Combinational Drug Repurposing from Genetic Networks Applied to Alzheimer's Disease.

BACKGROUND

Human diseases are multi-factorial biological phenomena resulting from perturbations of numerous functional networks. The complex nature of human diseases explains frequently observed marginal or transitory efficacy of mono-therapeutic interventions. For this reason, combination therapy is being increasingly evaluated as a biologically plausible strategy for reversing disease state, fostering the development of dedicated methodological and experimental approaches.

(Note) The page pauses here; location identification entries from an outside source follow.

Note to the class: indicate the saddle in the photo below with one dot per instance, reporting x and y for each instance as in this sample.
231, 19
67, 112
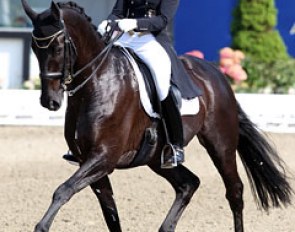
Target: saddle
150, 84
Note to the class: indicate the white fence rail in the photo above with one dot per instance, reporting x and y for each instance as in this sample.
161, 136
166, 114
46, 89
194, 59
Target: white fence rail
275, 113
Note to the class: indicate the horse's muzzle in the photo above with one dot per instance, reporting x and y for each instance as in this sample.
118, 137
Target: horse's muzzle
52, 75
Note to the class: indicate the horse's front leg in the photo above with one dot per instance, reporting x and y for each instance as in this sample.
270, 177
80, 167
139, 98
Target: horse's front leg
104, 193
89, 172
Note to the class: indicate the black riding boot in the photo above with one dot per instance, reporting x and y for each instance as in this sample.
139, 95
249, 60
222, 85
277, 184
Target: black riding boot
173, 153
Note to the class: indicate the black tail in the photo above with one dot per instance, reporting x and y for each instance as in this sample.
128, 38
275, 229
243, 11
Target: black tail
264, 167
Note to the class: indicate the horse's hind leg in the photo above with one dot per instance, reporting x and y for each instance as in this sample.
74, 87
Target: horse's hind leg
222, 150
185, 183
104, 193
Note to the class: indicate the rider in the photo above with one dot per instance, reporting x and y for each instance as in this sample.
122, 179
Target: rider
148, 21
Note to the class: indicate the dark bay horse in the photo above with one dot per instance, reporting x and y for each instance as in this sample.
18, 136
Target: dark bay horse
105, 123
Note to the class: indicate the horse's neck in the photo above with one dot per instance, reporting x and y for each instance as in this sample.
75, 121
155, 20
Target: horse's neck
87, 41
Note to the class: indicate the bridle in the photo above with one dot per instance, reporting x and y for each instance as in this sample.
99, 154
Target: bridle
70, 54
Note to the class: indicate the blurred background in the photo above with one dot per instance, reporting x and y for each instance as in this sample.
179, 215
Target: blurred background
251, 41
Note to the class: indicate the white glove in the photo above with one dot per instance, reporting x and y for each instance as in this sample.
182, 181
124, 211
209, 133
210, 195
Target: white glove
103, 28
127, 24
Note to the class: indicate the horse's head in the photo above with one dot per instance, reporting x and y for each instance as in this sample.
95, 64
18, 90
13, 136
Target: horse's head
55, 53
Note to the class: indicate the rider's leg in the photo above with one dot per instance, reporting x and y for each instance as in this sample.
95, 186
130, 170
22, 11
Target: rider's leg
158, 61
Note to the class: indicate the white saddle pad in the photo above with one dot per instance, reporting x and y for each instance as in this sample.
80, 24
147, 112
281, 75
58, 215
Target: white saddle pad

In parallel, genome-wide association studies (GWAS) provide a prominent opportunity for disclosing human-specific therapeutic targets and rational drug repurposing.

OBJECTIVE

In this context, our objective was to elaborate an integrated computational platform to accelerate discovery and experimental validation of synergistic combinations of repurposed drugs for treatment of common human diseases.

METHODS

The proposed approach combines adapted statistical analysis of GWAS data, pathway-based functional annotation of genetic findings using gene set enrichment technique, computational reconstruction of signaling networks enriched in disease-associated genes, selection of candidate repurposed drugs and proof-of-concept combinational experimental screening.

RESULTS

It enables robust identification of signaling pathways enriched in disease susceptibility loci. Therapeutic targeting of the disease-associated signaling networks provides a reliable way for rational drug repurposing and rapid development of synergistic drug combinations for common human diseases.

CONCLUSION

Here we demonstrate the feasibility and efficacy of the proposed approach with an experiment application to Alzheimer's disease.